Geez, your brother had the diesel version of Christine! :laughing:

That was the big issue, was the small percentage that had such issues got all the attention. I had the turbo gone through mine as insurance when doing the Hpop and oil cooler. They found initial stages of the vanes sticking. The old man that had it apparently never got over 20MPH.


----------



## kimber750 (Sep 19, 2011)

MK97;1849259 said:


> Geez, your brother had the diesel version of Christine! :laughing:
> 
> That was the big issue, was the small percentage that had such issues got all the attention. I had the turbo gone through mine as insurance when doing the Hpop and oil cooler. They found initial stages of the vanes sticking. The old man that had it apparently never got over 20MPH.
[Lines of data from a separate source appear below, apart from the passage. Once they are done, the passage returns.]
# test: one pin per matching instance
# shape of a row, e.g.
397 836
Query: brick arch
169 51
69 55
Realize this is not the norm for the 6.0. Just two of the 6.0's I have any knowledge of and both being complete opposites. The repo guy was even terrible with maintenance. Talking 15k+ oil changes. Think that truck had well over 500k when he got rid of it.


----------



## MK97 (Oct 9, 2013)

Yeah you definitely don't know what you'll get with one, into you get it all sorted out and dialed in. After that, you're usually good to go. Then of course there are the possessed ones, lol.


----------



## Whiffyspark (Dec 23, 2009)

05+ has a few improvements. 

I have several friends running over 500 hp on a stock intake. After market is a waste of money. And I would never put an oiled filter on one


----------



## Citytow (Sep 21, 2014)

seems like a lot of unsure, guessing diesel owners out there . wondering what the real percentage of diesel owners are . dont mind the potshots on whats right or wrong , but why steer unfactual ideas towards new owner makes no sense to me.
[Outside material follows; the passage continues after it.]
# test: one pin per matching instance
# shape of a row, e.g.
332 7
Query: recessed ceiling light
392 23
alot of this is just some folks throwing it at the wall to see what sticks .
no biggy . JMO . thats what this site is for , comments and opinions . now im waiting for the rocks to be tossed at this one.


----------



## BlueRam2500 (Jan 15, 2005)

Isn't everything true on the Internet?


----------



## Citytow (Sep 21, 2014)

BlueRam2500;1850391 said:


> Isn't everything true on the Internet?


your right . lol, but it sux when you live it and its told n sold differenty with potshot posts . hahahaaha


----------



## Jim74 (Jul 8, 2012)

Powerstrokehelp.com has some good tips to. Even though it sux and your boy will plot to kill the ford engineer like i do who decided to put the fuel filter on the frame rail, make him get the right tools to take it off so he doesn't get aggravated and blow it off. He'll need a ratchet, socket(snap on makes a 24/36 mm combo to fit both fuel filters and the oil filter) and about 2 feet of ratchet extensions. Watch a couple YouTube videos on the frame rail fuel filter removal and the air filter removal, the air filter is a sick joke to if you don't watch the video.


----------



## tjctransport (Nov 22, 2008)

bill at powerstrokehelp.com is only there to endorse his business, and most of the info he gives out as the gospel truth is wrong.


----------



## Citytow (Sep 21, 2014)

point taken . but iv bulletproofed 2 60's , and we ran 80,000 clicks on both ,with minimal engine breaks.

granite , they're very expensive when they break, oil/filter changes , but well worth it in power and reliaba-lhillbillity:laughing:


----------



## Brian Young (Aug 13, 2005)

My 05 is a 6.0L and I often, very often thought about trading it, not because we have had many issues, we just don't use it too much and thats probably going to be it's downfall. We bought it with 88k and now has 106,000 in 3 years and so far we've put on a fuel pump @800.00 bucks, and EGR valve @300.00 and other than that, thats all we've had to do to it other than typical maintenance. I want to clean the turbo, do the EGR delete and at least remove the cat. converter. Other than that it's a work truck, I don't need it to have 700hp and be able to do the 1/4 mile in 10 seconds. It's been a good truck.


----------



## AccuCon (Jan 31, 2013)

My 05 F350 6.0 has 127800 miles and is going strong. I love it.

X2 on motocraft filters and keep up on them fluids and filters are very important on this engine.

I use diesel filters online, great prices, OEM, and fast shipping.

I also just changed oil with Rotella T6 5W40 and what a difference, pricey from rotella t 15w40 but the engine starts wah smoother...


----------